Public Health Practice in Australia: The Organised Effort

By Vivian Lin; James Smith et al. | Go to book overview

7

Health systems and policy:
Making sense of the complex mosaic

Challenge

Perhaps this is you—age twenty, third year at university, working part time, sharing a house with a couple of other students, playing some sport when you have the time, a non-smoker and generally in good health except for the occasional bout of a cold or the flu. One Sunday you are at your parents' house for a family birthday. When an advertisement for singles private insurance is shown on the television, your older sister suggests that you should consider taking out some health insurance cover.

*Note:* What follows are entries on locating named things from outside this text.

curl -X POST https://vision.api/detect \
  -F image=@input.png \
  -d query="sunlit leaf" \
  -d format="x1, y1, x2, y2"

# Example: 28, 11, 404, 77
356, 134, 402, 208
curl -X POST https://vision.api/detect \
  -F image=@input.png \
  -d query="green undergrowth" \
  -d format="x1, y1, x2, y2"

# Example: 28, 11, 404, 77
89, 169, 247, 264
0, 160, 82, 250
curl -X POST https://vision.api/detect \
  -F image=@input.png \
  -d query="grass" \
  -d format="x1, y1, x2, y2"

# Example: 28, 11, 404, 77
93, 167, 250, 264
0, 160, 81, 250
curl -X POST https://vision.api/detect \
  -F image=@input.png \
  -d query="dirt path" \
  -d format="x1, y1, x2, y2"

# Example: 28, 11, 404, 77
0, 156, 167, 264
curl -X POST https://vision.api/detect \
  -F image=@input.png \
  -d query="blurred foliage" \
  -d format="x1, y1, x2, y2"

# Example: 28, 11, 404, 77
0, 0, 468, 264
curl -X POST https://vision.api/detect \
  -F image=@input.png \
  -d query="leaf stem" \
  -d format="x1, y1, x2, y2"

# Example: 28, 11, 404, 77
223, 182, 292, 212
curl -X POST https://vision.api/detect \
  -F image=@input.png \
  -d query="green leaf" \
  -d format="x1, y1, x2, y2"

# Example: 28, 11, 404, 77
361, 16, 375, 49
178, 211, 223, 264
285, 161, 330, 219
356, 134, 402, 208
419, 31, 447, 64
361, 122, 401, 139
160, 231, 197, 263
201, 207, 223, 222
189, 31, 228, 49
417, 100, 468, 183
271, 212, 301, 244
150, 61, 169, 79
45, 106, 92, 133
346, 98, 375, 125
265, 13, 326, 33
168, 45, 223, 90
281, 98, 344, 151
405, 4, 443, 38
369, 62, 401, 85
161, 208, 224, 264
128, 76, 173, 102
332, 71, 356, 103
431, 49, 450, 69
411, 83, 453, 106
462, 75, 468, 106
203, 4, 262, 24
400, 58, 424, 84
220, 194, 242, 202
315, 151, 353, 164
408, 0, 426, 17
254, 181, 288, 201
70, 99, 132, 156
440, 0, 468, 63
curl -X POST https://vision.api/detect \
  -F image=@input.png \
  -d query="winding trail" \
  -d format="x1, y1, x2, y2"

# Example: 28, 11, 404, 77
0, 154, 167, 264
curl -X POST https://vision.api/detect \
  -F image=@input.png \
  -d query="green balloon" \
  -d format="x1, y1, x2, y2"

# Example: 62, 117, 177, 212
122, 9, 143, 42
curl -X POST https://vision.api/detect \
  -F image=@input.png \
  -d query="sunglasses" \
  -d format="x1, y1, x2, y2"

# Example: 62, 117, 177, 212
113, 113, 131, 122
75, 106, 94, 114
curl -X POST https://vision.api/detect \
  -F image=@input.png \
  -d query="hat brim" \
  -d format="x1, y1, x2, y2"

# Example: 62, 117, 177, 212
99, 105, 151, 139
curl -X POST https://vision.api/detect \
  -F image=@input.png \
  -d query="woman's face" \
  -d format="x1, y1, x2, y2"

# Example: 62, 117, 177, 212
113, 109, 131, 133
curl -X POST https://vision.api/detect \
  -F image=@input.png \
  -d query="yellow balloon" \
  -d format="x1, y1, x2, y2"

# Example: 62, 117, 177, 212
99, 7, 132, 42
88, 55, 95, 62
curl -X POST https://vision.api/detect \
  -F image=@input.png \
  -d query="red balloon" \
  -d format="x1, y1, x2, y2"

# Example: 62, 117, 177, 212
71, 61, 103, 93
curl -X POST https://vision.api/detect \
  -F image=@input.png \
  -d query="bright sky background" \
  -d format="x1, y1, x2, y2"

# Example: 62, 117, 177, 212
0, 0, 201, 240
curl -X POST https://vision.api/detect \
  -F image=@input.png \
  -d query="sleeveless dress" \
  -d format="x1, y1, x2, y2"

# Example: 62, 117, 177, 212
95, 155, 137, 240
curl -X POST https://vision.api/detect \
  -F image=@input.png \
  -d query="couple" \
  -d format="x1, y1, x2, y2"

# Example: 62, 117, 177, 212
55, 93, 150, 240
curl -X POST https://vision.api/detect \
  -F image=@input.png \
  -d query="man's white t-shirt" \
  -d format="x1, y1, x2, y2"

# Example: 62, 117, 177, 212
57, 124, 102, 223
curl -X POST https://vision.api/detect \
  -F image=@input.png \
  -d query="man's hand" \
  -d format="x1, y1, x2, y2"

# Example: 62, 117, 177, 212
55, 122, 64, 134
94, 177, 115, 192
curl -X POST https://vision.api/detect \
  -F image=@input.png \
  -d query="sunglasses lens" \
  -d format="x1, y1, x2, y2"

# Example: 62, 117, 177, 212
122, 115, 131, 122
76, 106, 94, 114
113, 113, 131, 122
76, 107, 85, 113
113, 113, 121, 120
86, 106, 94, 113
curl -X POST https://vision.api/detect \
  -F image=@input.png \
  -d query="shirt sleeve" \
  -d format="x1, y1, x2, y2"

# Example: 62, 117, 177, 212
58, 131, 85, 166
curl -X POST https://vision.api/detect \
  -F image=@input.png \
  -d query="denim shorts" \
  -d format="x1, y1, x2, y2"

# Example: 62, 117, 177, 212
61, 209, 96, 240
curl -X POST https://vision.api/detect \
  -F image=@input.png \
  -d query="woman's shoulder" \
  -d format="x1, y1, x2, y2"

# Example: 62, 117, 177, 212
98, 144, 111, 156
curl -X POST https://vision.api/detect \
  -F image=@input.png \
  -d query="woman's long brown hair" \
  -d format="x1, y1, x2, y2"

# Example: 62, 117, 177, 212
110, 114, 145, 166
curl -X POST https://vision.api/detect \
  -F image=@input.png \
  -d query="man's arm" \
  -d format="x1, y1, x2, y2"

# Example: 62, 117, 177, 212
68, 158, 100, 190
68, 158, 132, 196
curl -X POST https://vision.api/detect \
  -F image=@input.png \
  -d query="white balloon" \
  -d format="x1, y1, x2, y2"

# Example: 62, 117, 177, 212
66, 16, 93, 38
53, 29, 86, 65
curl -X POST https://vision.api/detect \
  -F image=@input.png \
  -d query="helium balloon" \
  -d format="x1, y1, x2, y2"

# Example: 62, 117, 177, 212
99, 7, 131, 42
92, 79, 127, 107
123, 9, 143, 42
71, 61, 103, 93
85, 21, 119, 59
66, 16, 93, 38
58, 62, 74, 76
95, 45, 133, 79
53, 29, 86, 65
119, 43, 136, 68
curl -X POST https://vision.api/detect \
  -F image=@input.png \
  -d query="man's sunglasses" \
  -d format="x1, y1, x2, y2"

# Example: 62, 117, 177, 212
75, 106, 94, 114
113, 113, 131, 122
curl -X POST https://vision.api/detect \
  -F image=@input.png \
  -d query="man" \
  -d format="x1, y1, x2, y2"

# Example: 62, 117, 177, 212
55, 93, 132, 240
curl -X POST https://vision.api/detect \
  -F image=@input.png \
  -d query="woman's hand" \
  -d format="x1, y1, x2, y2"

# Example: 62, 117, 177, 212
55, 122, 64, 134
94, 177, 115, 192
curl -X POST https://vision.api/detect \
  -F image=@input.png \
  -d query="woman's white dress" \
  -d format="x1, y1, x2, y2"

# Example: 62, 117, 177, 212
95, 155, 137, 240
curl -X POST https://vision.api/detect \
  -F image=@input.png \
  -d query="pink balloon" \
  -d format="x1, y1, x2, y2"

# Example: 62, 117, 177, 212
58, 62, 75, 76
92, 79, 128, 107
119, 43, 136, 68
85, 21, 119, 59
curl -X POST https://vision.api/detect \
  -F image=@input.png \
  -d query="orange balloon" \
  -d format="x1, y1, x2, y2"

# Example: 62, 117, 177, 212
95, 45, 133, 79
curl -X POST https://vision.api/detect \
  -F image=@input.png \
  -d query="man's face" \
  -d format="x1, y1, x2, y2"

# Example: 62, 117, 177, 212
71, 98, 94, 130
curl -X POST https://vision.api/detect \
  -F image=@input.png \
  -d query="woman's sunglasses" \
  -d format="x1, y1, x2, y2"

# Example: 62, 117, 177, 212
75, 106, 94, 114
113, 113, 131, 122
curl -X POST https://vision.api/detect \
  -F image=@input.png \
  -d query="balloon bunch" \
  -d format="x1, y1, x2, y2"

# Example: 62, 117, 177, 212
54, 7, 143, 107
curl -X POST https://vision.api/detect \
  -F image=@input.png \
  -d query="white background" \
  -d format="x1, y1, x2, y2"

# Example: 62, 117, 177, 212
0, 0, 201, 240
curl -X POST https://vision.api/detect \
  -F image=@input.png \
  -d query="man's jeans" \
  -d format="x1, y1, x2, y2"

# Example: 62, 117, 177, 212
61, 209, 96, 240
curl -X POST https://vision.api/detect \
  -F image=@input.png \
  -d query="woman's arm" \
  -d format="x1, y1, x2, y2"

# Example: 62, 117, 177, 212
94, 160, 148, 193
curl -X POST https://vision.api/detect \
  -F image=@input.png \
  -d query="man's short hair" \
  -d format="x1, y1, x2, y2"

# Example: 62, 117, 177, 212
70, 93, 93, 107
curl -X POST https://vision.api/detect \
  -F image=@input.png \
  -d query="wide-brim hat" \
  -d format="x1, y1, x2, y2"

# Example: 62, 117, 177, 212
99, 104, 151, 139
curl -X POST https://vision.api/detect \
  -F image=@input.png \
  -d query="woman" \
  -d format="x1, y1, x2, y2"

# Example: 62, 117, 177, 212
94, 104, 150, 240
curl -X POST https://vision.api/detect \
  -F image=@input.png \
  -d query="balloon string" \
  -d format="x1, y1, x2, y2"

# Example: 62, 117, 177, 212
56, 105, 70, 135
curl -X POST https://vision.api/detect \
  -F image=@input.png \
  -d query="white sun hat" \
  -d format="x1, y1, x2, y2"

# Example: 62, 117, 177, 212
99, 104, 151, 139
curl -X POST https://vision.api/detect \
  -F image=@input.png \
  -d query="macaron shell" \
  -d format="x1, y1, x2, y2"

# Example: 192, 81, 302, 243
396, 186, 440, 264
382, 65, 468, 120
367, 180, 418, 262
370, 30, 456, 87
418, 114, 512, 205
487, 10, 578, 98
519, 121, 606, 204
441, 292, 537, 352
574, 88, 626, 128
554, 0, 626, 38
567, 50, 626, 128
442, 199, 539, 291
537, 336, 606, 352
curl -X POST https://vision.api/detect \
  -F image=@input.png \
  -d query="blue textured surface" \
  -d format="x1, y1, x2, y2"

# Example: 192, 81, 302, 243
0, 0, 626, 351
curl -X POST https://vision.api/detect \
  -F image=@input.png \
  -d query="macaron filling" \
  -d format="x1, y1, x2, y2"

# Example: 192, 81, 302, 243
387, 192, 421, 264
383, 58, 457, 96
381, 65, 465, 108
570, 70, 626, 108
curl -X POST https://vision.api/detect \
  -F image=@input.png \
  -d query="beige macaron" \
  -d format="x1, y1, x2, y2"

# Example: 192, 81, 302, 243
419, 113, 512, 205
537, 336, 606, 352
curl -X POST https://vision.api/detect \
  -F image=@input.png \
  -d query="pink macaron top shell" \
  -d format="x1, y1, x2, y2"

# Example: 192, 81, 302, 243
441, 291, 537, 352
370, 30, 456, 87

As a high-income earner on more than $90 000 per year she has already signed up rather than pay the Medicare surcharge. She also receives a rebate from the government for having private health insurance.

Your father, who is a long-term supporter of the Australian Labor Party and believes in Medicare and the right of universal access to medical service, advises you not to waste your money. Your grandmother, who has an ongoing medical problem which requires elective surgery and relies heavily on her private health insurance, urges you to do so.

What factors will influence your decision? Your sister argues that as there are queues at emergency departments in public hospitals, and for elective surgery, you need private health insurance to be able to access effective care when you need it. But is this really fair? As you are already paying taxes, aren't you entitled to free health care? If you join a private health fund and do not need to use it for many years, aren't you effectively subsidising elderly people and those with ongoing health problems?